I mentioned in an earlier post that the good folks down at Wells Fargo were willing to loan us $325,000. (Remember that these people have also recently taken lots of taxpayer money to get themselves out of a mess, but that's beside the point here. Or maybe it IS the point.)

Well, that got me to thinking. You should know before you read any further that I am a math nerd. (No really.) And I get a kick out of the mortgage calculators that can be found online. (Just search under mortgage calculators and you'll be amazed how many will come up.)

You should also know that I am a compulsive online home-looker. (Of course, I could blame this on having moved so many times.) ((Am I using too many parentheses in this post?!?))

The following houses are for sale in our future town of Fort Smith, Arkansas, and the pictures came from this site. The first one is very similar in size, age, and location to one we will likely be renting and will possibly purchase within a year.

It was built in 2000, has 3 bedrooms, 2 bathrooms, and is 1636 square feet. It is listed for $142,000. For the record, you can get larger houses in this price range if you're willing to consider a much older home and/or a less desirable location.

This second one is closer to what Wells Fargo has in mind for us.
It was built in 1994, has 4 bedrooms, 4 bathrooms, and is 3457 square feet. It is listed for $335,000. It's also located in what most consider to the be one of The Best Parts of Town.

(I know. If' you're reading this in many parts of the country, even today, you may be gasping at the inexpensive houses, but the principles below still apply, just on a grander scale.)

Would I love to have that second one? Of course! Do I want to be able to sleep at night? YES!!

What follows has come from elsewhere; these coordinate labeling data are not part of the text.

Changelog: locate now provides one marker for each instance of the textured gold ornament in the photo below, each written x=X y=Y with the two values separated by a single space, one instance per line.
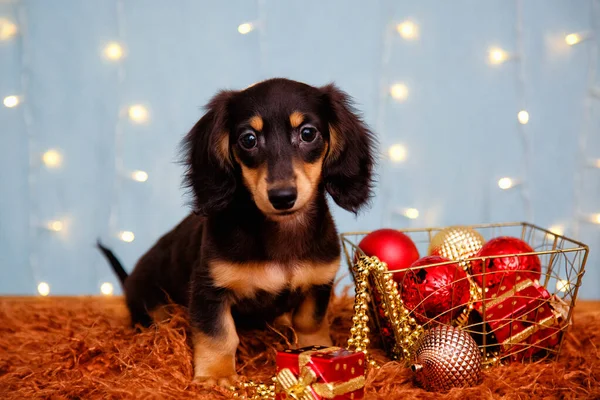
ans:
x=456 y=243
x=445 y=358
x=406 y=330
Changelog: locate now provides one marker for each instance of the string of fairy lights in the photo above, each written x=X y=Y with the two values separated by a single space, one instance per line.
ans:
x=53 y=158
x=585 y=163
x=497 y=56
x=116 y=52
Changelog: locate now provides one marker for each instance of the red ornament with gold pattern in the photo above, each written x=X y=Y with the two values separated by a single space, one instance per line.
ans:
x=521 y=319
x=509 y=268
x=438 y=291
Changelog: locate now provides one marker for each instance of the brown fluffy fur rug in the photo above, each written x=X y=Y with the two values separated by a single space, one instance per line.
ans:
x=82 y=348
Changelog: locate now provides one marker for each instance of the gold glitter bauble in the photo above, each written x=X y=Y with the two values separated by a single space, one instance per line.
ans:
x=456 y=243
x=445 y=358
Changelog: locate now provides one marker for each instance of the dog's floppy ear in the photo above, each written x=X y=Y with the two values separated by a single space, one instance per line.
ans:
x=210 y=173
x=347 y=171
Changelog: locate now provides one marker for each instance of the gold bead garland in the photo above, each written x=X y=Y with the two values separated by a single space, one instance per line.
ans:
x=407 y=331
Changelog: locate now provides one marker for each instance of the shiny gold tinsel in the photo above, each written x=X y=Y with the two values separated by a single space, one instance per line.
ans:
x=446 y=358
x=406 y=330
x=456 y=243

Here's where it gets interesting: Let's compare loans of $140,000 and $325,000, each at 5.5% interest on a 30-year, fixed-rate mortgage. The principle and interest (P+I) payment on $140,000 is $795. For $325,000, the P+I payment is $1845. That's a difference of $1,050 per month.

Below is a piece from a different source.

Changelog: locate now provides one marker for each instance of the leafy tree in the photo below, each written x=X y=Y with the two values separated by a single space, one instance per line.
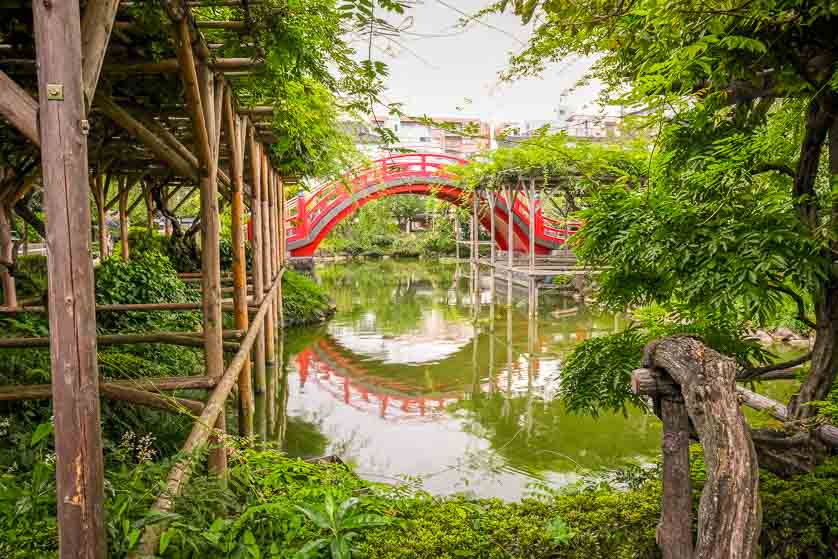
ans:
x=738 y=216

Suppose you buy the $140,000 house but decide to make the $1845 payment on it every month, adding $1,050 to the required minimum payment. In just under 8 years, you would own the house free and clear!

Assuming a very modest appreciation rate, let's say that at the end of those 8 years, you sell the house for $175,000. Now that $325,000 house will only cost you an additional $150,000. ($175 + $150 = $325) Paying the very same amount that you have been paying all along ($1845 per month), you will then have paid off the $325,000 house in just 8 1/2 more years. In other words, starting from the day you buy the $140,000 house, you will have paid off the $325,000 house in 16 1/2 years.

Now, stay with me here. If you had bought the $325,000 house to begin with and made the same $1845 payment, at the end of 16 1/2 years, you would still owe $210,675 on it!

Of course, by the time you sold the first house, the second one would be worth (theoretically, at least) $411,700. If you still wanted that house, though, you could still have both houses paid off in less than the originally planned 30 years. (8 years for the first house and 16 years for the second house)

Like us, you may not have $1,050 extra every month to add on to a mortgage payment, and even if you do, there may be even better ways to invest it. And yes, there are lots of valid arguments for buying a nicer house to begin with. We may very well decide we just need/want more room. But doesn't it at least make you think about your dream home (and how to get it) in a different way?

My goal in this post, as with all posts on this site, is not to tell you that this is the only way home-buying, selling, moving, etc. can be done, but to give you something to think about, share our experiences, and maybe encourage you to think differently.